De verandering die Peter Mertens sinds een tiental jaar doorzet, is grondig, oprecht, en niet louter cosmetisch. Geen enkele organisatie is perfect, en elke partij heeft zijn gebreken. Maar iedereen die met de PVDA en zijn militanten werkt, kan in de praktijk het enorme verschil ervaren in vergelijking met twintig of dertig jaar geleden. De partij stelt heel bewust dat hij de problemen niet voor de mensen zal oplossen, maar wil hen vooral stimuleren om zelf in beweging te komen. De ideologische deuren werden opengegooid voor ecologie, feminisme en superdiversiteit en die openheid kan je in de praktijk merken. Ik ervaar een zeer grote bereidheid om rond die thema’s de dialoog aan te gaan en met anderen samen te werken, en daarin wil ik voluit mijn rol spelen: de verdere ecologisering van de strategie en het programma van links is essentieel.
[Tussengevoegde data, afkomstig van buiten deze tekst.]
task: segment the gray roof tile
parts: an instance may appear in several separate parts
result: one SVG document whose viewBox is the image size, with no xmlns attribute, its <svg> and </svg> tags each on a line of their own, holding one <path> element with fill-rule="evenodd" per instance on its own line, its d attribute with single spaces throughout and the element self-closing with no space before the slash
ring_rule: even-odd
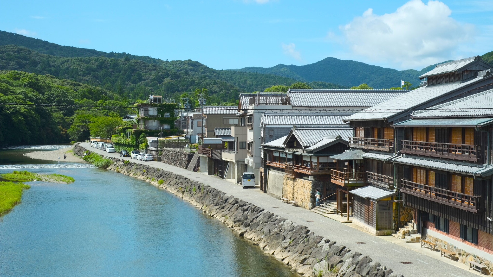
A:
<svg viewBox="0 0 493 277">
<path fill-rule="evenodd" d="M 420 78 L 424 78 L 433 75 L 446 74 L 454 72 L 460 68 L 467 65 L 468 64 L 472 63 L 478 58 L 479 58 L 479 56 L 475 56 L 474 57 L 471 57 L 470 58 L 462 59 L 462 60 L 452 61 L 452 62 L 449 62 L 445 64 L 437 65 L 434 69 L 420 76 Z"/>
</svg>

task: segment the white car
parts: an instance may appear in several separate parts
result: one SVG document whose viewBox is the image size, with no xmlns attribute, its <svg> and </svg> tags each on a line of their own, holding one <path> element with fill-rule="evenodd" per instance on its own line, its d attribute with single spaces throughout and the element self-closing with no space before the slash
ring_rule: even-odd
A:
<svg viewBox="0 0 493 277">
<path fill-rule="evenodd" d="M 134 150 L 134 151 L 132 151 L 132 152 L 130 153 L 130 158 L 132 159 L 137 159 L 137 156 L 138 156 L 139 154 L 139 151 L 136 150 Z"/>
<path fill-rule="evenodd" d="M 142 161 L 142 158 L 145 155 L 145 153 L 139 153 L 139 155 L 137 155 L 137 157 L 136 158 L 136 160 L 138 160 L 139 161 Z"/>
<path fill-rule="evenodd" d="M 245 187 L 255 187 L 255 174 L 253 172 L 245 172 L 243 173 L 243 176 L 242 178 L 242 187 L 245 188 Z"/>
<path fill-rule="evenodd" d="M 154 158 L 152 157 L 152 154 L 146 154 L 144 156 L 142 156 L 141 159 L 144 162 L 146 162 L 147 161 L 154 161 Z"/>
</svg>

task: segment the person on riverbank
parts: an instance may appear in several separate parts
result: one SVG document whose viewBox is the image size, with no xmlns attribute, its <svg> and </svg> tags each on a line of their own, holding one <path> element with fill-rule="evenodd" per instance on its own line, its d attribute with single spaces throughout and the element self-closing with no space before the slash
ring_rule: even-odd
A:
<svg viewBox="0 0 493 277">
<path fill-rule="evenodd" d="M 317 201 L 315 202 L 315 206 L 320 206 L 320 203 L 319 202 L 320 202 L 320 197 L 321 196 L 321 194 L 320 193 L 320 191 L 318 190 L 318 189 L 316 189 L 315 190 L 315 197 L 317 199 Z"/>
</svg>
De internationale politiek van de PVDA is voorzichtiger geworden, zijn werkingsterrein diverser, zijn politiek personeel jonger en vrouwelijker. De partij behoudt tegelijk zijn ruggengraat: de kritiek van het kapitalisme en de oriëntatie op de wereld van de arbeid. De partij is niet getrouwd met het verleden, en van dat verleden worden vooral de positieve erfenissen omarmd. Hoeveel andere linkse partijen blijven vasthouden aan het principe van de Parijse Commune in 1871 dat verkozenen niet meer moeten verdienen dan de werkers die ze vertegenwoordigen?
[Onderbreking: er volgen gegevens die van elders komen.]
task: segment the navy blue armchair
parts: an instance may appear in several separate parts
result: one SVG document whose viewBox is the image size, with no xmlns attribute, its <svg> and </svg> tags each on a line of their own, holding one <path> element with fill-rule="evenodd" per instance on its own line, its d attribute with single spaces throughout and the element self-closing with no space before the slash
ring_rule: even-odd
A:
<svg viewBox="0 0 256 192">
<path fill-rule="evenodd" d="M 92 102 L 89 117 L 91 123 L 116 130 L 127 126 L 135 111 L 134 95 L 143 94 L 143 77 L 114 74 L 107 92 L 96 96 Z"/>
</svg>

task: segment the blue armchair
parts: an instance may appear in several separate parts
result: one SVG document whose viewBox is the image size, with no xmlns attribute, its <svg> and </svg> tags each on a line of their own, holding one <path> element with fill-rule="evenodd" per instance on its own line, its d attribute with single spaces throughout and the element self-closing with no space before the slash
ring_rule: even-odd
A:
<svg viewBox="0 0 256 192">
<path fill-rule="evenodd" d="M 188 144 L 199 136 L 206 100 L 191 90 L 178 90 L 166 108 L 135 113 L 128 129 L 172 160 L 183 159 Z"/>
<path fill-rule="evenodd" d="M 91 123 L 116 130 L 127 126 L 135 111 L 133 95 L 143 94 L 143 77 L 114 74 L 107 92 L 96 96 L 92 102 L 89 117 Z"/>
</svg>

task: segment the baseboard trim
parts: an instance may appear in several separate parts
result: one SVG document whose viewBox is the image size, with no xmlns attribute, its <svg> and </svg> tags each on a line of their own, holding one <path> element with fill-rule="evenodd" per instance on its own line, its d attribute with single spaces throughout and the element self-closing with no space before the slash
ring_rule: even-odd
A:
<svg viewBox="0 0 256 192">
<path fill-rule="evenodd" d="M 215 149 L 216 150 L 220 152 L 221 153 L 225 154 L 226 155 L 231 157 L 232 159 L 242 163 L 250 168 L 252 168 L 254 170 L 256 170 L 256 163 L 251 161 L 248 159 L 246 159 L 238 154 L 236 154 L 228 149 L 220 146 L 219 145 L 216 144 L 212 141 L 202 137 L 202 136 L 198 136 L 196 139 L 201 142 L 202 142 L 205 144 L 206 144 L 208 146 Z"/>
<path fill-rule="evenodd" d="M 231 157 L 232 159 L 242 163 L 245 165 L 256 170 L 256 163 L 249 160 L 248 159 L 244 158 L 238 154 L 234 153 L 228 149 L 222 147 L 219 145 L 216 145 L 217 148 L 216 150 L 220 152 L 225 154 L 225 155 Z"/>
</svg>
De vernieuwing van links neemt internationaal vele vormen aan: van Corbyn en Sanders tot Podemos en La France Insoumise. De zoektocht naar een uitweg uit de sociale crisis is internationaal volop bezig. De PVDA heeft het grote voordeel over een duurzame organisatie en een sterke inplanting te beschikken. Met zijn ideologische en programmatorische vernieuwing is de partij helemaal klaar om een eersteplansrol te spelen in de Gentse en Belgische politiek. Voor iedereen die genoeg heeft van de vermarkting, het racisme en de verrechtsing is dat een zuurstofbel.
Met de PVDA krijgt politiek terug een inzet

De N-VA trok het politieke speelveld naar rechts. Wie anders dan de PVDA kan voor een tegengewicht zorgen? Dat tegengewicht zal er niet komen door Twitteroorlogjes te voeren over de Islam en politieke correctheid, noch door te azen op bestuursdeelname als doel op zich, maar door het diverse verzet tegen het neoliberalisme te organiseren en zichtbaar te maken. Het potentieel van een authentieke, socialistisch geïnspireerde partij met diepe maatschappelijke wortels, een sterke aanwezigheid in sociale bewegingen, en geloofwaardige voorstellen is heel reëel, ook in Vlaanderen. De aanpak van de PVDA appelleert aan een gevoel van verontwaardiging over sociaal onrecht dat diep geworteld is onder de Vlamingen. De voorbije tien jaar was de N-VA aan zet. De komende tien jaar moet het de andere kant uit gaan. Ik heb er goede moed in.

--

Matthias Lievens is professor filosofie aan de KULeuven, co-auteur van 'De mythe van de groene economie' en verruimingskandidaat (nr. 9) op de lijst van de PVDA in Gent.